The value of trade between Nigeria and the United Kingdom has hit N12.3 trillion (£6.7bn) as at the end of 2023, Minister of Industry, Trade…

The value of trade between Nigeria and the United Kingdom has hit N12.3 trillion (£6.7bn) as at the end of 2023, Minister of Industry, Trade and Investment, Doris Uzoka-Anite, has revealed.

The minister made the revelation on Tuesday in Abuja during the signing ceremony of the Memorandum of Understanding on the Enhanced Trade and Investment Partnership (ETIP) between the trade and investment ministry and the Secretary of State, Department of Business and Trade, Hon.
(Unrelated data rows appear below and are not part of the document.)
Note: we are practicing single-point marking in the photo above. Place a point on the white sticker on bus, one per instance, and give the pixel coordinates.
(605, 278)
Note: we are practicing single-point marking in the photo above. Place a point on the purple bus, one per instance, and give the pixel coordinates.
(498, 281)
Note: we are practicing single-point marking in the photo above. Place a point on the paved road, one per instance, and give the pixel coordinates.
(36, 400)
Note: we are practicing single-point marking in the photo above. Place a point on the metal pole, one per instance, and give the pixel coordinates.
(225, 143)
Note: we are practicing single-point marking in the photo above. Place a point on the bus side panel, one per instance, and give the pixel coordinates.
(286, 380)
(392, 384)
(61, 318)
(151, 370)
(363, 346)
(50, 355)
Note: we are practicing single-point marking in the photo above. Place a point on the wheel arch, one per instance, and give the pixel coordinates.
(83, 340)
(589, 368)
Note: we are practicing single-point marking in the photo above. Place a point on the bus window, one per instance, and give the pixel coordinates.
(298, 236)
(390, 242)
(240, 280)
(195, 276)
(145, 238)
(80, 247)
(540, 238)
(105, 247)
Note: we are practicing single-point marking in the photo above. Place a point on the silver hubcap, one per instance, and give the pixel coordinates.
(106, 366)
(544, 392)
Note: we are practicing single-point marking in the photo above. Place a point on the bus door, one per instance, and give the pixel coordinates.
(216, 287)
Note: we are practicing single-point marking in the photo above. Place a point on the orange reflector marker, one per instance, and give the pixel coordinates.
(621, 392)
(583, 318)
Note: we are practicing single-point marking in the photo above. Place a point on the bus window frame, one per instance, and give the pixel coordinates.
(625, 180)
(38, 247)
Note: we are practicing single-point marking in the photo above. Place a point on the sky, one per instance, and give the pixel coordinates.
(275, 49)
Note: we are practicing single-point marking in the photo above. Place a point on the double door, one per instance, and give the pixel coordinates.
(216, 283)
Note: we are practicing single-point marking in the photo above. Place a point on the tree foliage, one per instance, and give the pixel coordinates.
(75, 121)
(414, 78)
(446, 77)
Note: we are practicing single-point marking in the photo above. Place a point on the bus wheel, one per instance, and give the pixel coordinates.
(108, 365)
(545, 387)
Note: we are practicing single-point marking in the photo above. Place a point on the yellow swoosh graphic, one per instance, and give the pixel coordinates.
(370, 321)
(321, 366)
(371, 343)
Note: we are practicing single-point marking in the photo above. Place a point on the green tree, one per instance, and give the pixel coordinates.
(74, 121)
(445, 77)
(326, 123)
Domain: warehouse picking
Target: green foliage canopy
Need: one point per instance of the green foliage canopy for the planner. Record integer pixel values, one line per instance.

Olukemi Badenoch.

“Nigeria and the UK have shared a long-term prosperity and have maintained long historic and commercial ties as the UK remains top trade partner both in import and exports amounting to £6.7bn pounds as at end of 2023,” she said.

Speaking on the MoU, she noted that, “The first target is to reduce barriers to trade and which the ministry is diligently working to see that conducive atmosphere is created for businesses, especially now that Nigeria is working to get into AfCFTA that will lead to diversification of economy and improve exports while the second is to increase investment flows by improving ease of doing in furtherance with the eight-point agenda of the current administration.”

Uzoka-Anite added that the federal government has initiated home-grown industrialisation initiatives aimed at increasing exporting, stressing that signing the MOU is not an end but a means for Nigeria to explore the opportunities inherent.

Badenoch in her remarks recalled the long-standing trade relationship between Nigeria and the UK, stating that Shell and Unilever which are among the longest serving companies in Nigeria recently celebrated 100 years of existence.

On the MoU, she said, “It will cover 14 areas including investments in energy, poverty alleviation, creative industry and eliminating trade barriers.

“It lays the groundwork for over 3,000 Nigerian products as it is the first of many and we must be committed in building and implementing the agreement which is where the hard work lies. Importantly, the agreement cannot be executed by the government alone which is why we need the collaboration of the private sector.